Lors de la messe sur la place du Plebiscito, autour de laquelle était affichées les images des grands saints de la cité, François s'est adressé aux «criminels» et leurs «complices» - sans prononcer les mots mafia et camorra - en les exhortant à «se convertir».

«Nouveau printemps» 

Il a demandé aux Napolitains de «réagir avec fermeté face aux organisations qui exploitent et corrompent les jeunes, les pauvres et les défavorisés, par le commerce cynique de la drogue et d'autres trafics. Que la corruption et la délinquance ne défigurent pas cette belle ville!», a-t-il dit, en appelant, en ce jour du printemps, la ville à s'ouvrir à «un nouveau printemps».

«Aux criminels et leurs complices, avec humilité, comme un frère, je répète: convertissez-vous à l'amour et à la justice. Il est toujours possible de retourner à une vie honnête. Ce sont des mères en larmes qui le demandent».

Le pape est resté ensuite une heure et demie à la prison de Poggioreale. «Même les barreaux d'une prison, a-t-il assuré, en saluant chacun individuellement, ne peuvent séparer de l'amour de Dieu».

Plus tôt sur la place Jean Paul II du quartier de Scampia, le pape avait dénoncé crûment les illégalités: «comme un animal mort pue, la corruption pue, la société corrompue pue, et un chrétien qui fait entrer en lui la corruption pue».

François a fustigé «ceux qui, en prenant la voie du mal, volent un morceau d'espérance à eux-mêmes, à la société, à la bonne réputation de la ville, à son économie».

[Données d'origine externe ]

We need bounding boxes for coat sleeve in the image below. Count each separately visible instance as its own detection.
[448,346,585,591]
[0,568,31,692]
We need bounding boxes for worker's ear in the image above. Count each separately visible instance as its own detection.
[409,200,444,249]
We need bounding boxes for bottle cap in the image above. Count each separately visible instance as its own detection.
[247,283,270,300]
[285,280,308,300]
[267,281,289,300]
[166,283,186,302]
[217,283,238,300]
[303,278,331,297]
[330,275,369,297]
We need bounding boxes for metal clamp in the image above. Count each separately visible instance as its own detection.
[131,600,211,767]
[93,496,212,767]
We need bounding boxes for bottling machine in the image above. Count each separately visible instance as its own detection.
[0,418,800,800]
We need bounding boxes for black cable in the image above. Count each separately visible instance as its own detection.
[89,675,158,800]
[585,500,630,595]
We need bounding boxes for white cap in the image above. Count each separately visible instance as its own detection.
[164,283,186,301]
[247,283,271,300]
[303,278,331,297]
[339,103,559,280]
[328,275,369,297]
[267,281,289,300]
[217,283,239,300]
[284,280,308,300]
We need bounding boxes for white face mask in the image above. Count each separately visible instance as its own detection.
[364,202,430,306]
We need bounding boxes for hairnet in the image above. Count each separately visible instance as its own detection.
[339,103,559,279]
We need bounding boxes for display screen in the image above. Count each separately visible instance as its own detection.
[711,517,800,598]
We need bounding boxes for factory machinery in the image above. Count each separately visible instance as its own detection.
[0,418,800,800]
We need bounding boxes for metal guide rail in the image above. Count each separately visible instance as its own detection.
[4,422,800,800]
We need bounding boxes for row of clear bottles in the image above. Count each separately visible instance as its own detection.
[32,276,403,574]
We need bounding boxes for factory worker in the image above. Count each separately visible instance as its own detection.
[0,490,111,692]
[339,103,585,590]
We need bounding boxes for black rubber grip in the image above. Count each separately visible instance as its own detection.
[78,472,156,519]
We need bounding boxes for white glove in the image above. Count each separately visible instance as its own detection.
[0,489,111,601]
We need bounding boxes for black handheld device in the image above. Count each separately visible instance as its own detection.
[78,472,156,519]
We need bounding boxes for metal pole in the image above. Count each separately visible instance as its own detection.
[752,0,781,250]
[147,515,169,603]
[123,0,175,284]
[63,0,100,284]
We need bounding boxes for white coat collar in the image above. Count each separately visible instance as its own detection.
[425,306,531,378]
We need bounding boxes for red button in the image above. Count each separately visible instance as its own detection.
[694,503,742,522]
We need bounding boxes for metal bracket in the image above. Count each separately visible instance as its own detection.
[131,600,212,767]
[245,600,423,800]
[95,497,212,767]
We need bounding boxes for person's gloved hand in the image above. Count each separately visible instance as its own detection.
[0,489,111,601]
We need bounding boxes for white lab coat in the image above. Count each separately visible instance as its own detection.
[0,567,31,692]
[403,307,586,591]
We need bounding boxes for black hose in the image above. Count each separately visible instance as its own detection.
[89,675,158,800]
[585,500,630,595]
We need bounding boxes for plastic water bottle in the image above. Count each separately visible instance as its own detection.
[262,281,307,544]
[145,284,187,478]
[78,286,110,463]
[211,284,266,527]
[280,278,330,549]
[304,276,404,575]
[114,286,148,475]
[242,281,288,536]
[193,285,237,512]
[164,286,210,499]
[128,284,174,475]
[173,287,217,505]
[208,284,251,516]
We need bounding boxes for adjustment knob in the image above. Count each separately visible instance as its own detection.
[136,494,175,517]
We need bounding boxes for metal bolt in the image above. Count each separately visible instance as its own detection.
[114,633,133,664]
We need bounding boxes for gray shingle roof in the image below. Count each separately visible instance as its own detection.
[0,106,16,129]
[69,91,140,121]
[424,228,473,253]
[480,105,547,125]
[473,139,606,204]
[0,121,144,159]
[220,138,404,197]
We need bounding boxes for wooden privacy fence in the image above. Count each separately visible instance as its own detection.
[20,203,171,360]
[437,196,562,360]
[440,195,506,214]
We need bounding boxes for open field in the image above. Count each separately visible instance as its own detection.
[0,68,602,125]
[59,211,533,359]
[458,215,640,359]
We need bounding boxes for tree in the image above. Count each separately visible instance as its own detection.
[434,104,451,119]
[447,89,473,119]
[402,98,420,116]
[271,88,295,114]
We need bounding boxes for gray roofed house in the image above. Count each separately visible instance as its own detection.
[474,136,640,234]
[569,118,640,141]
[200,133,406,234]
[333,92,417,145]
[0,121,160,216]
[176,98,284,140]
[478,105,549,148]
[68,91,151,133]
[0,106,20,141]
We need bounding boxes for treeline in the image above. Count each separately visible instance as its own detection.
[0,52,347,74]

«Nous sommes tous des migrants»

Le pape a demandé que les immigrés qui affluent à Naples, venant d'Afrique et d'Asie, soient reconnus. Les immigrés «sont des citoyens, pas des citoyens de seconde classe! Nous sommes tous des migrants, fils de Dieu, sur le chemin de la vie!», a martelé François.

Le chômage structurel, particulièrement des jeunes, a également été dénoncé. François a relevé que le chômage des moins de 25 ans atteint 40%. Les oeuvres caritatives ne peuvent se substituer à la «dignité» du travailleur, car «ne pas avoir la possibilité d'apporter le pain à la maison, c'est se voir voler sa dignité».

Le pape a encore dénoncé le travail au noir, très répandu dans l'économie parallèle napolitaine comme un pur «esclavage», et la tendance à «mettre au rebut» des personnes âgées dans la société moderne.

Dans la soirée, sur le front de mer, les jeunes Napolitains avaient préparé une grande fête avec des chansons populaires napolitaines.

Devant quelque 100 000 fidèles, François a répondu à plusieurs questions sur la famille «en crise et attaquée», affirmant qu'il «n'avait pas de recettes» pour le prochain synode sur la famille d'octobre prochain: «aujourd'hui cohabitation et fiançailles sont quasiment la même chose (....) La famille est victime d'une colonisation idéologique» comme celle sur la théorie du genre, a-t-il critiqué.

François a salué les Napolitains en dialecte avant de regagner Rome: «Ca'a Maronna v'accumpagne!» («Que la Madonne vous accompagne»).

Pour parer à tout risque d'attentat, les mesures de sécurité avaient été drastiques. Selon la presse locale, 3000 agents des forces de l'ordre, dont des tireurs d'élite, avaient été déployés. Mais tout s'est déroulé apparemment sans incident.